Professora da FCSH defende que o discurso de ódio “não é uma opinião” e atenta contra os direitos de liberdade humana. “Estamos a assistir a um cenário de degradação” da democracia.
“Vivemos em democracia, mas estamos a assistir a um cenário de degradação, que tem a ver com o facto de não se escutar ou respeitar o outro“, afirmou Marisa Torres da Silva, professora da Faculdade de Ciências Sociais e Humanas da Universidade Nova.
Marisa Torres da Silva, que falava na apresentação da iniciativa “7 Dias com os Media”, em Lisboa, vincou que o discurso de ódio “não é uma opinião” e atenta contra os direitos fundamentais da liberdade humana.
O discurso de ódio, conforme assinalou, tem na sua base uma série de intolerâncias, que podem estar ligadas a questões de género, idade, orientação sexual, entre outras.
Apesar de ressalvar que este tipo de problemas sempre existiu, a especialista notou que o cenário mudou nos últimos anos, com estes discursos a disseminarem-se com mais rapidez e a serem normalizados.
“O discurso de ódio é perigoso, provoca danos ao nível da ansiedade, bem-estar, autoestima, bem como danos ao nível social, perpetuando a estigmatização em relação a um determinado grupo”, referiu.
Na mesma sessão, Maria Inácia Rezola, que lidera a Comissão dos 50 anos do 25 de Abril, lembrou que o direito de voto foi alcançado devido à revolução, assinalando que a democracia é uma grande conquista de Abril.
A também professora universitária disse que a primeira eleição pós-25 de Abril contou com os votos de 92% dos portugueses, convidando a plateia, maioritariamente constituída por adolescentes, a ver qual será a taxa de abstenção das próximas eleições.
No debate, subordinado ao tema “Discursos de ódio e paz em tempos de guerra”, moderado por Francisco Sena Santos, o jornalista da RTP António Mateus recordou o período em que esteve na África do Sul, enquanto correspondente da agência Lusa.

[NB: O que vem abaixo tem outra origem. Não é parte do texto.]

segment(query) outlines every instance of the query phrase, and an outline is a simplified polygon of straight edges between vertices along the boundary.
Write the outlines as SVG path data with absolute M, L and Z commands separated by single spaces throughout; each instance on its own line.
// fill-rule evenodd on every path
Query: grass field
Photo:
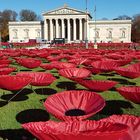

Tínhamos uns briefings off the record [cuja Informação não pode ser citada] com Nelson Mandela, às sextas-feiras. Ele geria o país, como nós gerimos a nossa casa com os nossos filhos […]. Ele dizia-nos muitas vezes que o racismo não pertence a uma raça, mas a todas, tal como a xenofobia”, relatou.
O jornalista notou ainda que, em Portugal, são frequentemente misturadas opiniões com informação, ressalvando que a “mais-valia que um jornalista pode trazer” é dizer apenas aquilo que vê.
“Tenho que trabalhar da mesma forma com a pessoa que defende Putin, como com a pessoa que o odeia”, exemplificou.
A representar a Linha Internet Segura, um projeto da Associação Portuguesa do Apoio à Vítima (APAV), Tomás Grencho avançou que, entre 2021 e 2022, os discursos de ódio não representaram a maioria dos casos que chegaram a esta iniciativa, apesar de constituírem “uma grande fatia do bolo”.
Em 2022, a Linha Internet Segura recebeu 200 casos.
Os dados de 2023 ainda não estão fechados.
A operação “7 Dias com os Media” decorre entre 3 e 9 de maio, dedicada ao tema “Discursos de ódio e paz em tempos de guerra”.
Esta iniciativa, promovida pelo GILM – Grupo Informal sobre Literacia Mediática, vai debater temas como discursos de ódio nas redes sociais, limites da liberdade de expressão, responsabilidade individual na produção e partilha de conteúdos ‘online’ e inteligência artificial.
Em cima da mesa vão estar ainda temas como ética, os media na promoção dos discursos de paz, desinformação e propaganda e o poder das narrativas visuais na promoção dos discursos de paz.